Тогда он встал около читальни, еще раз по верхам глянул,
будто в сенокосную пору тучу высматривал, стукнул концом сажени в землю и говорит:
— Ройте вот тут яму поглыбже, чтоб до самой воды.
Наши ребята живо явились с ломом, с лопатами. Разгребли снег, потюкали-потюкали: земля мерзлая, не дается. Притащили на то место дров, кострище развели, того и гляди село спалят… Отошла земля. Ребята почали рыть и рыть. А другие тем разом, глядим, ладят на конек избы предлинную жердину.

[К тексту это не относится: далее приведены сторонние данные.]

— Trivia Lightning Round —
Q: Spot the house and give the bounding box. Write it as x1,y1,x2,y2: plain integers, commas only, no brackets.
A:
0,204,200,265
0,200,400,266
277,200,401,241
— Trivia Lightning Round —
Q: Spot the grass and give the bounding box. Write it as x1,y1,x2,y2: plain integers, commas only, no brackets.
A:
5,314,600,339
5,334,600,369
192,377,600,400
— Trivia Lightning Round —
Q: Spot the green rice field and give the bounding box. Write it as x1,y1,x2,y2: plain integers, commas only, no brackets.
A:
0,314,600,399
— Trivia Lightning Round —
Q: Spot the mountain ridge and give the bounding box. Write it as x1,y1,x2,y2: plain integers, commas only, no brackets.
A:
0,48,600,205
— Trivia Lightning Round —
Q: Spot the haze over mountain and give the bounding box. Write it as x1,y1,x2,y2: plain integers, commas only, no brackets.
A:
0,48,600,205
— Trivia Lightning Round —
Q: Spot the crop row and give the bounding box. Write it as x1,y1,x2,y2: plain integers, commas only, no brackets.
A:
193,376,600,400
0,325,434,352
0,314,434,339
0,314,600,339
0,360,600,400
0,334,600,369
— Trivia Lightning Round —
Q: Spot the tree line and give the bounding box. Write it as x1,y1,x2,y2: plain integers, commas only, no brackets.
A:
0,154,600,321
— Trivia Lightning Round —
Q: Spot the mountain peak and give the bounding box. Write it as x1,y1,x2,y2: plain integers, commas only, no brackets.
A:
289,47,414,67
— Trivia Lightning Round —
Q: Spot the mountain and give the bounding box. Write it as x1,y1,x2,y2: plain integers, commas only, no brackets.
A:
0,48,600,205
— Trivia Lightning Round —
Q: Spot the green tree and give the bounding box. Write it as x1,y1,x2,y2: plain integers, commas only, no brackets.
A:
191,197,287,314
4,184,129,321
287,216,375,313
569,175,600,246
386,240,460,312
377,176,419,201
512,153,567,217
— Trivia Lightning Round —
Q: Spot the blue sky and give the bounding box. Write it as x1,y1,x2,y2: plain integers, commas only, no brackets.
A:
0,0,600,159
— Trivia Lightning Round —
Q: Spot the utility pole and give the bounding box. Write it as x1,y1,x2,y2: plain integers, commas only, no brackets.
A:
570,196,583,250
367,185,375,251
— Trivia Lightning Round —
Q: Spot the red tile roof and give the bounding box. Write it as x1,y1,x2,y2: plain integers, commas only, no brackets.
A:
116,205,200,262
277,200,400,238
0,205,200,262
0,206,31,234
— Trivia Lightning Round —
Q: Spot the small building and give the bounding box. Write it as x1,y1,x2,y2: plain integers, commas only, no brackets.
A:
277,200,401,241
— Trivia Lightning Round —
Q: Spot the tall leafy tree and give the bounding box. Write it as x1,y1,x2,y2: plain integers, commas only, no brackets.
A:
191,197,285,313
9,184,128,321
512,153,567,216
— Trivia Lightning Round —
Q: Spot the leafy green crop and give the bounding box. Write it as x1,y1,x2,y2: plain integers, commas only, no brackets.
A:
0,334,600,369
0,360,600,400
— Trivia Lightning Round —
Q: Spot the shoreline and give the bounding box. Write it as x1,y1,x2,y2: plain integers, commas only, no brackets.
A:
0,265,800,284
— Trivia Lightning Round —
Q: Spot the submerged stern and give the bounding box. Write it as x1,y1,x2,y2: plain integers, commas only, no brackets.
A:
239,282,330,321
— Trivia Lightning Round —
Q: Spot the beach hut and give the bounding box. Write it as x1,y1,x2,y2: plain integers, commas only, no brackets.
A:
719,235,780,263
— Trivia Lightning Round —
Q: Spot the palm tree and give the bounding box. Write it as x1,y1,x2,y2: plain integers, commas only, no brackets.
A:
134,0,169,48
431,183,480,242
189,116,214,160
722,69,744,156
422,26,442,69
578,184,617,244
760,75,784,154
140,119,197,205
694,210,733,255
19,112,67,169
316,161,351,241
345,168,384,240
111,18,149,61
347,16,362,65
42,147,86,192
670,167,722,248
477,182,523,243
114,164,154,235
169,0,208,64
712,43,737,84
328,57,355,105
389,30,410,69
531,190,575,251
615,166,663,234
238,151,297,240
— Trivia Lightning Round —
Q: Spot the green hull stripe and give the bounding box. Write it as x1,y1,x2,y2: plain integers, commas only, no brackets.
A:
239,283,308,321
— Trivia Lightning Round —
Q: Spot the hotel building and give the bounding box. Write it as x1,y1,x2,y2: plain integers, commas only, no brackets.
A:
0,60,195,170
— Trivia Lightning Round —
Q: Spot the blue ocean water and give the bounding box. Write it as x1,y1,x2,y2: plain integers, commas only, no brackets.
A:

Василий же со жгутиком проволоки, глядим, лезет прямо на колокольню. Ждать-пождать, а он, как скворец, высовывается из слухового оконца в самой главе и ручкой этак нам почтенье шлет… Каким-то манером подладился он там под самый что ни на есть крест. Мать евоная внизу чуть не со слезами руками плещет: сверзится-де парень, костей не соберешь! Тут и обедня как раз отошла, из церкви повысыпало старичье, народу собралось уйма. Задираем головы и ахаем.
— Готово! — кричит он с колокольни и шапкой нам машет.
Спустился оттуда козырем, с глаз веселый, в зубах папироска, с девками пошутил и давай облаживать ту жердину на коньке избы. Расснастил ее — и ну тянуть проволоку с колокольни на самую эту жердь. Натянул — струна струной. А кончик проволоки через окошко в избу владил.
Ладно. Теперь он идет прямо к яме, глянул в нее, землю этак на ладонях потер и кричит ребятам:
— Довольно рыть! Жижа пошла. Вылазьте!
И требует: нет ли, дескать, у кого бросовой медной посудины либо чего луженого. Туда-сюда, нашлось и это. Есть у нас житель, Гусак ему прозванье, при старом режиме постоялый двор держал. Видя такое происшествие, распалился и он. Глядим, тащит старинный ведерный самовар, бока мятые, весь в дырах, а трубы давно и званья нет.